Unlike the real-time decisions that are necessarily centralized, the electricity market itself can be centralized or decentralized. In the centralized market the TSO decides which plant should run and how much is it supposed to produce way before the delivery (during the "spot market" phase, or day-ahead operation). In a decentralized market the producer only commits to the delivery of electricity, but the means to do that are left to the producer itself (for example, it can enter the agreement with another producer to provide the actual energy). Centralized markets make it easier to accommodate non-convexities, while the decentralized allow intra-day trading to correct the possibly suboptimal decisions made day-ahead, for example, accommodating improved weather forecasts for renewables. Due to the difference in the grid construction (US had weaker transmission networks), the design of wholesale markets in the US and Europe had diverged, even though initially the US was followed the European (decentralized) example.

To accommodate the transmission network constraints centralized markets typically use locational marginal pricing (LMP) where each node has its own local market price (thus another name for the practice, nodal pricing). Political considerations sometimes make it unpalatable to force consumers in the same territory, but connected to different nodes, to pay different prices for electricity, so a modified generator nodal pricing (GNP) model is used: the generators are still being paid the nodal prices, while the load serving entities are charging the end users prices that are averaged over the territory. Many decentralized markets do not use the LMP and have a price established over a geographic area ("zone", thus the name zonal pricing) or a "region" (regional pricing, the term is used primarily for very large zones of the National Electricity Market of Australia, where five regions cover the continent).
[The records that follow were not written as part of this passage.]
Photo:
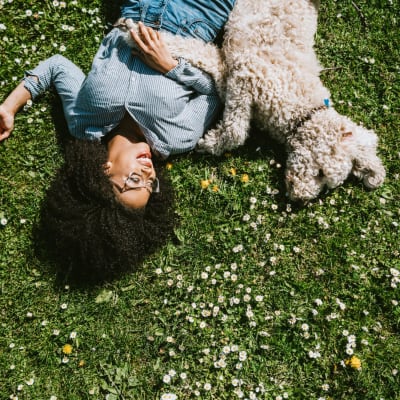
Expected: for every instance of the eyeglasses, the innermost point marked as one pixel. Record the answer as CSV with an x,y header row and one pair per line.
x,y
135,181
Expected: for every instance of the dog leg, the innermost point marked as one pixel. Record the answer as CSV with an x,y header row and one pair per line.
x,y
233,129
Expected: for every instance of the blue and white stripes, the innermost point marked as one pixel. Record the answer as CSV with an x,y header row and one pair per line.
x,y
173,110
In the beginning of 2020s there was no clear preference for any of the two market designs, for example, the North American markets went through centralization, while the European ones moved in the opposite direction:

Wholesale markets
|  | Day-ahead market | Nodal pricing |
US markets
| PJM | Centralized | Yes |
| Texas (ERCOT) | Centralized (since 2010) | Yes (GNP) |
| Midwest ISO (MISO) | Centralized | Yes |
| California (CAISO) | Centralized | Yes |
| ISO New England | Centralized | Yes (GNP) |
Other markets
| Nord Pool | Decentralized | No (zonal) |
| Great Britain | Decentralized (since 2001) | No |
| Germany | Decentralized | No (zonal) |
| Ireland | Decentralized (since 2018) | No (zonal) |
| Spain | Semi-decentralized | No (zonal) |
| Italy | Semi-decentralized | No (zonal) |
| NEM, Australia | Decentralized | No (regional) |
| New Zealand | Decentralized | Yes |
| Chile | Cost-based | Yes |

=== Centralized market ===
A transmission system operator in a centralized electricity market obtains the cost information (usually three components: start-up costs, no-load costs, marginal production costs) for each unit of generation ("unit-based bidding") and makes all the decisions in the day-ahead and real-time (system redispatch) markets. This approach allows the operator to take into consideration the details of the configuration of the transmission system. The centralized market normally uses the LMP, and the dispatch goal is minimizing the total cost in each node (which in a large network count in hundreds or even thousands). The centralized markets use some procedures resembling the vertically integrated electric utilities of the era before the deregulation, so the centralized markets are also called integrated electricity markets.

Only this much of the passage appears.